A swallowing disorder, more commonly referred to as dysphagia (dis-fah-jah), occurs when there is a problem with any part of the swallowing process from the mouth to the stomach. Some symptoms may include coughing and/or choking during or after swallowing, pain or a sensation of food getting stuck in the throat and shortness of breath while eating. Recent research has concluded that dysphagia effects as many as 15 million Americans, with 1 million being newly diagnosed each year.
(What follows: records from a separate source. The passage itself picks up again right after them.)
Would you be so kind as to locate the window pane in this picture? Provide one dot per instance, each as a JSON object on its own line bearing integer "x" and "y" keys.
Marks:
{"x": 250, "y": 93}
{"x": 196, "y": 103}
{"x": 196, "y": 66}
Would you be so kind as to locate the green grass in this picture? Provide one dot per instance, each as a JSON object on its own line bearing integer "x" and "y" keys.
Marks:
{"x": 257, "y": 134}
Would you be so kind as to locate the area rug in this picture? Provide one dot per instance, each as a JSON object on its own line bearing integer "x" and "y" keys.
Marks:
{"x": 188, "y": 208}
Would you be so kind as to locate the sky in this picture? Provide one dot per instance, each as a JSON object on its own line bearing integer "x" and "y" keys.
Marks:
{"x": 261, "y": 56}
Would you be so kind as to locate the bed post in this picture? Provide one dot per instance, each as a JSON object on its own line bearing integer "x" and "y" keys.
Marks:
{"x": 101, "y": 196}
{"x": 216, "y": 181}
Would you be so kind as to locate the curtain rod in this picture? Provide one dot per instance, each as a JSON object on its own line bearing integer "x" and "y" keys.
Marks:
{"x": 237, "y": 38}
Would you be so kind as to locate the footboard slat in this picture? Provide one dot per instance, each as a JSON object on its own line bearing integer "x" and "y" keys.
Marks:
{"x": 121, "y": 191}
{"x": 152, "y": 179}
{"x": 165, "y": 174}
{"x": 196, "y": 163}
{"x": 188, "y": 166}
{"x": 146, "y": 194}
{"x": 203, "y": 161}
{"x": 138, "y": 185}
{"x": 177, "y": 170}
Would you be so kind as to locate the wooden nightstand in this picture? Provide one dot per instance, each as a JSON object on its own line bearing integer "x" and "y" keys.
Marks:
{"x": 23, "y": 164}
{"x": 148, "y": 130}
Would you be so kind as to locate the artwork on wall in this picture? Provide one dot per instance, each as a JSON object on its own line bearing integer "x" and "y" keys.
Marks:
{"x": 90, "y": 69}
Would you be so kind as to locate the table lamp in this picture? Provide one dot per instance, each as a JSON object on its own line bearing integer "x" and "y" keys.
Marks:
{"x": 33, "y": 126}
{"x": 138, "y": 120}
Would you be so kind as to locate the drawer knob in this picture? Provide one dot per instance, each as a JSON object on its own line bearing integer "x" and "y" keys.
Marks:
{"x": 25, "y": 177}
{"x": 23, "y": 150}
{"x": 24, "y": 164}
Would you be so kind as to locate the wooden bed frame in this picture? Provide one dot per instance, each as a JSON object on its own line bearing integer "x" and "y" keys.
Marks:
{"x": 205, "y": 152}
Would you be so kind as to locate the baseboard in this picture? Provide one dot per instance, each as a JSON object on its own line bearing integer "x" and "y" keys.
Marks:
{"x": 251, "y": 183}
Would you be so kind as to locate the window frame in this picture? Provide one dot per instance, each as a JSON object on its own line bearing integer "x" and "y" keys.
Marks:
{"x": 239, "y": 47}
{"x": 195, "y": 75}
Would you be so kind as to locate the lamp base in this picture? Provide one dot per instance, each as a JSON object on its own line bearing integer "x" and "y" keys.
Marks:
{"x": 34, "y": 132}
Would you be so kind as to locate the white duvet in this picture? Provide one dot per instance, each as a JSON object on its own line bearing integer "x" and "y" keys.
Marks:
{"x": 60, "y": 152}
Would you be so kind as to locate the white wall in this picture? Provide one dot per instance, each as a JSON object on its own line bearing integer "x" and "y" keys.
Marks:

Dysphagia can arise from a wide variety of causes including stroke, traumatic head or spinal cord injuries, head/neck/esophageal cancers, degenerative neurological conditions (Parkinson’s Disease, ALS, MS, Myasthenia Gravis), respiratory conditions (Chronic Obstructive Pulmonary Disease) and tracheotomies. Dysphagia can have devastating side effects if not diagnosed and managed properly. The most severe is aspiration pneumonia, which is when saliva, food or liquid enters the airway and goes into the lungs. Aspiration pneumonia is a serious condition and has been cited for being one of the leading causes of death among the elderly. Other side effects of dysphagia may include choking, weight loss, chronic malnutrition, bronchospasm, physical de-conditioning and depression.
There are a wide variety of treatment methods utilized to treat swallowing disorders but one that is highly supported by clinical research is VitalStim Therapy (VST), which is a modified form of neuromuscular electrical stimulation (NMES) that has been designed to specifically treat dysphagia through muscle re-education. NMES is a type of therapy that has been used for many years by physical therapists to retrain the larger muscles in the body, such as the arms and legs. VitalStim Therapy is the only NMES device that is cleared by the FDA as a “safe and effective” treatment method for swallowing disorders.
VST uses non-evasive small electrical currents to stimulate and re-educate the inactive or atrophied muscles of swallowing. This treatment is conducted by a trained speech-language pathologist and should be used in conjunction with traditional therapeutic methods. The only side effect reported with VST is minor redness or irritation of the skin where the electrodes were placed.
VitalStim Therapy is safe, effective, painless and clinically proven treatment method that can improve a person’s quality of life.